Flip a brat? A Sunfire dog being a spit fire? ... grins ... he should meet the whole darned family LMAO


----------



## Loisiana (Jul 29, 2009)

Sunrise said:


> Sounds like it went well .. do you like the guy?
> 
> Flip a brat? A Sunfire dog being a spit fire? ... grins ... he should meet the whole darned family LMAO


hee hee....I remember when Susan Pilkerton started Freebie (a chickie littermate) in field work when she retired her from obedience. She said Freebie loved it and was really good at it, but she didn't see how she was ever going to be able to steady her for senior because she was so excited out in the field. It seemed funny because at the time she was ranked somewhere within the top 10 obedience goldens, but couldn't hold steady in the field for anything! 

The guy seems very nice, wants me to come eat dinner at his house and meet his family. He really wants to impart all of his knowledge to me. He even talked about buying a pup for me to train through all the stages and then selling it.


----------



## Loisiana (Jul 29, 2009)

Oh and one thing I learned....Flip will be trained on a prong collar at all times until he is steady. I had a tab hooked to a buckle collar, and I got pulled to the ground when he went for the dokken. If we had been standing a foot closer, I would have been face first in the pond!


----------



## AmberSunrise (Apr 1, 2009)

Loisiana said:


> Oh and one thing I learned....Flip will be trained on a prong collar at all times until he is steady. I had a tab hooked to a buckle collar, and I got pulled to the ground when he went for the dokken. If we had been standing a foot closer, I would have been face first in the pond!


OK, had to laugh once I read you didn't land in the pond! I can so see Towhee doing that - all 54 pounds of her but she's like a freight train when she wants some thing  She is still learning fetch though so no birds for her yet. And you know, I don't know if its because she is a rehome, but she honestly wants to please so perhaps that will temper some of that strong mindedness.


----------



## Loisiana (Jul 29, 2009)

wow, I wish I could have someone come pick Flip up while I'm at work every day and work him for a couple of hours. You know the saying "A tired dog is a good dog..."

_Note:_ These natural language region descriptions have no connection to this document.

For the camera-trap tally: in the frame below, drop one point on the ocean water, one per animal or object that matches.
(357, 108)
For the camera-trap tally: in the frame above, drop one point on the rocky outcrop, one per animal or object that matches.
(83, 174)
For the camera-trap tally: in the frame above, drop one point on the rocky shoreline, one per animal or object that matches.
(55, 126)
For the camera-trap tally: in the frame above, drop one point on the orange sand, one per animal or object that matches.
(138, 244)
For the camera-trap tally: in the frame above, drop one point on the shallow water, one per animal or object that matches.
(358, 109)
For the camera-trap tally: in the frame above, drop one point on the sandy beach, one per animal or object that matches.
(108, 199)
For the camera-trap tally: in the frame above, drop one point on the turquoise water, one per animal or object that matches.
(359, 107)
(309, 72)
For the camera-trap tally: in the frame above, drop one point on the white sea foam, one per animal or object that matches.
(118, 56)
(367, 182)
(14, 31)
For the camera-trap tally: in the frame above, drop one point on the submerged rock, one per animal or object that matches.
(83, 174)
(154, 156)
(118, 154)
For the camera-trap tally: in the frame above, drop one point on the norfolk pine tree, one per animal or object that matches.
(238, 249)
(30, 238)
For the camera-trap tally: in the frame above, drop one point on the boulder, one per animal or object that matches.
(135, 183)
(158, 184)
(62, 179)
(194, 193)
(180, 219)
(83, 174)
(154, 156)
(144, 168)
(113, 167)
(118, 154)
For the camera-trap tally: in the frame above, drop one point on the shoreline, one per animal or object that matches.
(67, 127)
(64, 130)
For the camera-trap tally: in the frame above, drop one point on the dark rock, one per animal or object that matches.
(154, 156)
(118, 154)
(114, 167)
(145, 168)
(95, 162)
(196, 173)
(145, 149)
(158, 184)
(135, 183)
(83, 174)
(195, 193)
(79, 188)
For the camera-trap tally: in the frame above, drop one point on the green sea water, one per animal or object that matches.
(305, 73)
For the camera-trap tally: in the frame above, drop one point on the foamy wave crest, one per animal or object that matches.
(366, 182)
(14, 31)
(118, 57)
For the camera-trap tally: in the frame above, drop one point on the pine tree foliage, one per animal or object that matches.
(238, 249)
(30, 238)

Between dock diving yesterday and field work today, tonight he has been a very, very good dog


----------



## DNL2448 (Feb 13, 2009)

Found it!

Sounds like the guy will be great as long as you think he is cool. Is he retired, it sounds like he might be bored and wants to take you under his wing. I would have loved to see some video. So how often are you going to get together?

I'm thinking of taking one of Trip's sisters as a train and sell, just for fun, I don't expect to make any money, but David said I can't "have" any more dogs, but one that is in for "training" is okay.


----------